I wasn't a "bad kid" by any stretch of the imagination, but I had a few semi-wild years that I would rather my daughter not find out about. I didn't do anything too nuts. But I did enough to embarrass myself -- in print -- though, thankfully, most of my stupidity took place seconds before the Internet blew up.
Still, in my bag of shame I am currently in possession of not one but three magazines in which I somehow managed to have my photo snapped at some nightclub or another. In one mag, which was the butt of lots of jokes among friends, I'm at a foam party in London partying it up with some random guy I'd just met, half of my shirt hanging off. I know there was almost absolutely zero sexual activity going on in my life at that time, but if my daughter sees these photos, she couldn't be blamed for mistaking her mom for a cage dancer.
And then there are the notebooks and diaries. Countless pages of poetry in which I (very beautifully and accurately, I might add) rail against my mother and reveal very personal reasons why we had major issues at the time. If my daughter were to read these poems, she would discover things about her grandmother that aren't her business to know -- that she need never know, really.

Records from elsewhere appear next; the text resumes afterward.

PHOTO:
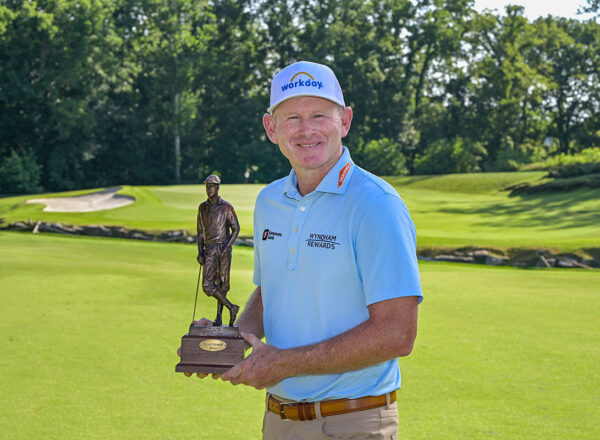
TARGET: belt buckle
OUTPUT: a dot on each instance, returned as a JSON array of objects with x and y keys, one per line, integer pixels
[{"x": 282, "y": 410}]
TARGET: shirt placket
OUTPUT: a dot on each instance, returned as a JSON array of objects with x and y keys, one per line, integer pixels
[{"x": 298, "y": 221}]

Ugh, and what do I do with the short story I wrote about a girl giving a boy oral sex beneath a dark bridge, which was published in a minor publication? Or the photos from Amsterdam that prominently feature cigarettes and glasses of wine (let's hope she doesn't do the math and figure out my age at the time). Jim Morrison lyrics written over and over again in spiral-like fashion on a notebook cover.
I'm royally screwed.
So what's the responsible way to handle private artifacts once we become parents? Should we store them in a safe? Burn them and let our memories hold on to the ones that will ultimately matter most? Or is it best to be honest and not hide the evidence?
Throwing out parts of my past makes me feel like I'm losing a part of myself. I think I'll take my chances and risk incredible embarrassment if she finds my stuff. And, oh yes, she will definitely find my stuff.
What's the most embarrassing thing you have from your past? Would you care if your kids found it?